混沌スケボーゲーム『skate.』発売後2週間で1400万ダウンロード突破との推計。買収で揺れるEA発ゲーム、記録的なペースで成功収める
ゲーム市場データ分析会社のAlinea Analyticsの推計では、『skate.』が1390万ダウンロードを記録したと見積もられている。

ゲーム市場データ分析会社のAlinea Analyticsは10月3日、Steam・PlayStation・Xboxのプラットフォームにおける9月のゲームダウンロード数について推計結果を発表した。これによると、『skate.』が1390万ダウンロードを記録したと見積もられている。
『skate.』は、Electronic Artsが手がける『Skate』シリーズの約15年ぶりとなる最新作だ。舞台となるのは4つのエリアで構成されたオープンワールドの街「サン・ヴァンステルダム」。スケボースポットを探したり、ミッションやスキルアップチャレンジに挑戦したり、あるいは期間限定のシーズンイベントに参加したりなどして楽しめる。オンラインマルチプレイ専用の基本プレイ無料タイトルとして展開され、1サーバーあたり最大150人のプレイヤーが参加可能。クロスプラットフォームでのプレイにも対応する。

Alinea Analyticsが10月3日に同社のブログThe Alinea Insight newsletterで公開したデータによると、同社が推計したSteam/PlayStation/Xboxにおける9月のダウンロード数では、『skate.』が首位に君臨。実に1390万本と見積もられている。同作は9月16日にリリースを迎えたことから、なんと約2週間で樹立された数値のようだ。これはAlinea Analyticsが今年追跡してきたなかで、発売後1か月の記録としては過去最大級とのこと。内訳としては、Steamが24.7%、PlayStationが46.2%、Xboxが29.1%をそれぞれ占めている。
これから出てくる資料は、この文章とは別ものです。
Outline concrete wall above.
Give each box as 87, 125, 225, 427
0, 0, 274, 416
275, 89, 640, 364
この理由として、シリーズの歴代プレイヤーによる人気はもちろんのこと、本作の基本プレイ無料の形態による参入障壁の低さや、SNSで共有しやすいショート動画コンテンツによって新たなファン層を獲得していると分析している。『Skate』シリーズは物理演算によるカオスな挙動が特徴の一つであり、本作『skate.』も例外ではない。すでにプレイヤーの間では、空中ぶっとびテクニック(関連記事)や生身高速滑走テクニック(関連記事)などさまざまなバグが見つかっている。そうした面白いシーンのバイラル化が功を奏して、本作の成功へと繋がっているとみられている。
さらに、前述のダウンロード数ランキングで2位となっているのは、同じくElectronic Artsが手がけるサッカーゲーム『EA Sports FC 26』だ。こちらは870万ダウンロードを記録しており、今年発売されたほかのスポーツ系タイトルと大きな差をつけている。そして昨年発売された『EA Sports FC 25』と比べても、1.4倍ペースで売れているという。

なお3位に入ったのはTeam Cherryが手がけた『Hollow Knight: Silksong』だ。大ヒットとなった前作『Hollow Knight』の待望の続編ということもあり、長らくAAAタイトルが支配していたという9月のダウンロードリストに、珍しくインディーゲームがランクインすることとなった。特に発売初日からXbox/PC Game Passに追加された影響も大きかったようだ。

ところで、先日Electronic Artsはサウジアラビアの政府系ファンドであるPIE(Public Investment Fund)や、米国のプライベートエクイティ企業であるSilver LakeおよびAffinity Partnersからなるコンソーシアムによって買収が成立した。買収額は約550億ドル(約8兆2000億円)にものぼり、手続きの完了後に株式は非公開化される(関連記事)。従業員の抱える懸念に対して、Electronic Artsは即座の人員削減には繋がらないと説明しているものの、買収完了時には大きな負債が生じることとなる見込みで、企業のあり方にも大きな変革が訪れる可能性はあるだろう。9月に2つのタイトルで大きな成功を収めた同社の今後の動向には、現在世界中が注目している。